Par Khadija MASMOUDI | Edition N°:5157 Le 28/11/2017 | Partager
stephane_colliac_057.jpg

Stephane Colliac, économiste senior en charge de la France et de l’Afrique chez Euler Hermes (Ph. E.H.)

- L’Economiste: Quels avantages le Maroc tirerait de son adhésion à la Cedeao?  
- Stéphane Colliac:
Pour le Maroc, adhérer à la Cedeao entre dans une stratégie globale de renforcement des relations commerciales et financières avec les pays d’Afrique de l’Ouest. On peut le dire, c’est le sens de l’histoire. Le Maroc pourrait ainsi profiter des progrès considérables effectués en matière de productivité agricole et fournir ainsi de nouveaux débouchés au secteur. Concernant le textile, la possibilité pour les donneurs d’ordre marocains d’utiliser les pays d’Afrique de l’Ouest pour y relocaliser à terme une partie des productions (telle la Chine en Ethiopie) peut également être citée parmi les avantages. Enfin, l’apport d’un système bancaire plus développé tel que celui du Maroc, pourrait être mutuellement bénéfique en aidant les pays d’Afrique de l’Ouest à mieux financer leur croissance, tout en apportant un nouveau débouché aux banques locales.
 - Comment réussir cette adhésion et quels risques pour l’entreprise?
- Cette adhésion devra s’accompagner d’un effort pour tisser un maillage de relations bilatérales avec l’ensemble des pays membres.
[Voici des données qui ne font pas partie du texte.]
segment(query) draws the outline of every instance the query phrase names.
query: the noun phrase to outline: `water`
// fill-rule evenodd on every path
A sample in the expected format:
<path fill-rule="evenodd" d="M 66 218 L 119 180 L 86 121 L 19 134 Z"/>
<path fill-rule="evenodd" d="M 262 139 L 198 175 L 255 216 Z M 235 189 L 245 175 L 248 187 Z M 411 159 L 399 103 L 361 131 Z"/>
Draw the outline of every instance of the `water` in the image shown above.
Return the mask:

Parmi ce qui a marché ces dernières années en Afrique, on peut citer la diplomatie très active de la Turquie, qui a su faire son entrée, particulièrement en Afrique de l’Est et devenir en 2015 l’investisseur étranger qui a créé le plus d’emplois sur le continent. C’est le même genre de résultat qui est attendu des efforts couramment entrepris par la diplomatie économique marocaine.
Le financement sera un domaine majeur sur lequel se positionner, puisque nombre de pays africains développent actuellement des plans d’investissement à long-terme. La Guinée vient par exemple, de lever 20 milliards de dollars sur 5 ans. Il est vital que le Maroc soit présent sur ce type de sujet.
 
- Les entreprises marocaines arriveront-elles à s’adapter rapidement?
- Ce n’est pas impossible, mais ce ne sera pas rapide. Le Maroc devra toutefois monter en gamme rapidement. C’est une chose d’avoir le taux le plus élevé en Afrique d’étudiants ayant bénéficié d’une formation universitaire (près de 25%), mais ce n’est pas tout à fait le bon point de comparaison. Si le Maroc veut progressivement devenir une tête de pont industrielle, l’amélioration du système éducatif sera un élément essentiel afin de doubler a minima ce taux. Cela ne se fera pas du jour au lendemain.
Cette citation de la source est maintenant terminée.